The yield on the 10-year Treasury note hit a two-week high above 4.4% overnight, fueled by persistent inflation and stronger-than-expected manufacturing data. This rise in the “risk-free” rate often entices investors to pull money out of riskier assets like Bitcoin and even non-yielding investments like gold. Interestingly, gold maintained its ground despite the weakness in Bitcoin and tech-heavy Nasdaq.
Investor Interest Wanes in Higher Rate Environment
Semir Gabeljic, director of capital formation at Pythagoras Investments, attributed the Bitcoin pullback to the shifting macroeconomic outlook on interest rates. He explained via email that higher interest rates generally dampen investor appetite for riskier assets like Bitcoin.

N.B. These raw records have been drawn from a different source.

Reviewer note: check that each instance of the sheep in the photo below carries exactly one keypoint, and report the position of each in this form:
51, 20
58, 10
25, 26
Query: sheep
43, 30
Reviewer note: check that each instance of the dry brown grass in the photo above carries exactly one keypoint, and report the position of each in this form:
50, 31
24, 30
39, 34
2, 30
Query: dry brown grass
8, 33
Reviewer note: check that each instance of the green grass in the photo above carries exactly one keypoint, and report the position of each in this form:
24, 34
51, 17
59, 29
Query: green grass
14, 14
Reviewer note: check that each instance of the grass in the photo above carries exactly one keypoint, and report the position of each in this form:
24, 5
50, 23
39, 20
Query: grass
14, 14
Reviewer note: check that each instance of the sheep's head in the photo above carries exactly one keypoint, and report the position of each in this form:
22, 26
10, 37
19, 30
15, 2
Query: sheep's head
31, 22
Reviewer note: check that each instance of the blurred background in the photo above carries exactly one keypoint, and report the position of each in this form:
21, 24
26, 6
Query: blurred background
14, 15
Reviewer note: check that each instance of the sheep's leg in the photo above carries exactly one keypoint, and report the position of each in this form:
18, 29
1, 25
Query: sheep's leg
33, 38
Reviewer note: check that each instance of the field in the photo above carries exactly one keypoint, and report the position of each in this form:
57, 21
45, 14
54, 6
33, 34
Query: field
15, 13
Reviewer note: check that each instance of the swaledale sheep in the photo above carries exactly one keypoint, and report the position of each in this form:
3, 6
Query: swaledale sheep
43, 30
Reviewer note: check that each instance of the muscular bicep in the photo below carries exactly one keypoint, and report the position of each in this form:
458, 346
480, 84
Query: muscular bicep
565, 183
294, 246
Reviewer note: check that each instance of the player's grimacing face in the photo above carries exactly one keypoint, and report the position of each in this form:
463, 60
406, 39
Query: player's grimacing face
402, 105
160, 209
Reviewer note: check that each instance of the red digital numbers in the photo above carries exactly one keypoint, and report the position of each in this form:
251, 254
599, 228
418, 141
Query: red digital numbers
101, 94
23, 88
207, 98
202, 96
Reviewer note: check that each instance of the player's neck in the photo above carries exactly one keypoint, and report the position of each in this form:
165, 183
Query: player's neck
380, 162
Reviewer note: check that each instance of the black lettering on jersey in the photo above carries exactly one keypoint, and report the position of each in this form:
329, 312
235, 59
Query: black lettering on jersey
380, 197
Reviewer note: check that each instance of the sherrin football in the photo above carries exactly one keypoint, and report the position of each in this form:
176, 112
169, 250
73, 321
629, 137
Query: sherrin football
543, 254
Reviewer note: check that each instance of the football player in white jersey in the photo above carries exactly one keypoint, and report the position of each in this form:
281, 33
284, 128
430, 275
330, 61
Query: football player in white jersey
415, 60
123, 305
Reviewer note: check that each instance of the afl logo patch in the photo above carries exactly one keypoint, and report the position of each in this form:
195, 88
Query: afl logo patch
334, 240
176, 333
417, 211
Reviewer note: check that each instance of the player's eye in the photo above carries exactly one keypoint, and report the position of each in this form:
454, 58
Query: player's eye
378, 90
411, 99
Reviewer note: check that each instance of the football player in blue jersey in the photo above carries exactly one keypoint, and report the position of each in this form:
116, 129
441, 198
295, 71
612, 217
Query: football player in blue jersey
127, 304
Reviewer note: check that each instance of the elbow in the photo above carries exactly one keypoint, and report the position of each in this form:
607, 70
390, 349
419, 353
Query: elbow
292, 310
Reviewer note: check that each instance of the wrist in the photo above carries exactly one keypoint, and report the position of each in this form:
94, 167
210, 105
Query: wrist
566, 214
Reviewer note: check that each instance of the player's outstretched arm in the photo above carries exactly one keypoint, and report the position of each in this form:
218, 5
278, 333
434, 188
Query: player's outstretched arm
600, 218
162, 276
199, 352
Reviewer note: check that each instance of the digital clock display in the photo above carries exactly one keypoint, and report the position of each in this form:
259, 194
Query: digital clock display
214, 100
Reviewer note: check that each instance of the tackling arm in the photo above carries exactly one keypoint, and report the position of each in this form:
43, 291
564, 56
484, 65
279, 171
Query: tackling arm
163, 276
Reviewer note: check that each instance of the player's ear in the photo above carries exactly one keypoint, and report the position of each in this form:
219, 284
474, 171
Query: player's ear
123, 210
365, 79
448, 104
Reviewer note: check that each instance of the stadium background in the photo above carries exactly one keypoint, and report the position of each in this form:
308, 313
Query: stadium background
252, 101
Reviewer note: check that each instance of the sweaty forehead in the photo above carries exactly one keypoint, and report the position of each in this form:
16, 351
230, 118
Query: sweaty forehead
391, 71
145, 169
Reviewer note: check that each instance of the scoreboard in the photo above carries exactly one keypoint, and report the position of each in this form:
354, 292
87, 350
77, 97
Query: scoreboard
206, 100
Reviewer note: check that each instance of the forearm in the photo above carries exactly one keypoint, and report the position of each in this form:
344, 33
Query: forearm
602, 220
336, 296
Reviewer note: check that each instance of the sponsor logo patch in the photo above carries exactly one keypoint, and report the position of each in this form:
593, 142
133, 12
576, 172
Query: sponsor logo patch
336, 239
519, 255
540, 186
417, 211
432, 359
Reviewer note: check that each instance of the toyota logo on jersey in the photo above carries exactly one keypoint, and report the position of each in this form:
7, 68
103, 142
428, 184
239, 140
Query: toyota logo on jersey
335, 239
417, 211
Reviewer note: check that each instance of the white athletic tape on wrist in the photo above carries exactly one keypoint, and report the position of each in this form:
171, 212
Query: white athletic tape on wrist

Prediction markets like Polymarket and the CME Fed Watch Tool reflect the fading hopes for an immediate rate cut. On Polymarket, bets for a rate cut by May are virtually non-existent, with a 50/50 split on the possibility in June. The majority of bets anticipate a rate cut happening sometime in the fall. Similarly, the CME Fed Watch Tool assigns a 97% chance of rates remaining unchanged after the Fed’s May meeting.
Liquidations Signal Short-Term Pain
Coinglass data reveals over $245 million in long positions liquidated across the cryptocurrency market in the last 24 hours, with Bitcoin positions accounting for $60 million of that total.
Jun-Young Heo, a derivatives trader at Singapore-based Presto, noted that funding rates for perpetual futures contracts across most crypto assets have returned to neutral territory (around 1 basis point). He also observed a 10% decline in global futures open interest overnight, suggesting some leveraged long positions are being closed out.
Heo further suggests that with recent Bitcoin ETF inflows slowing down and both Bitcoin and Ethereum prices falling below their 20-day moving averages, some trend followers might be interpreting yesterday’s downturn as the end of the two-month-long rally.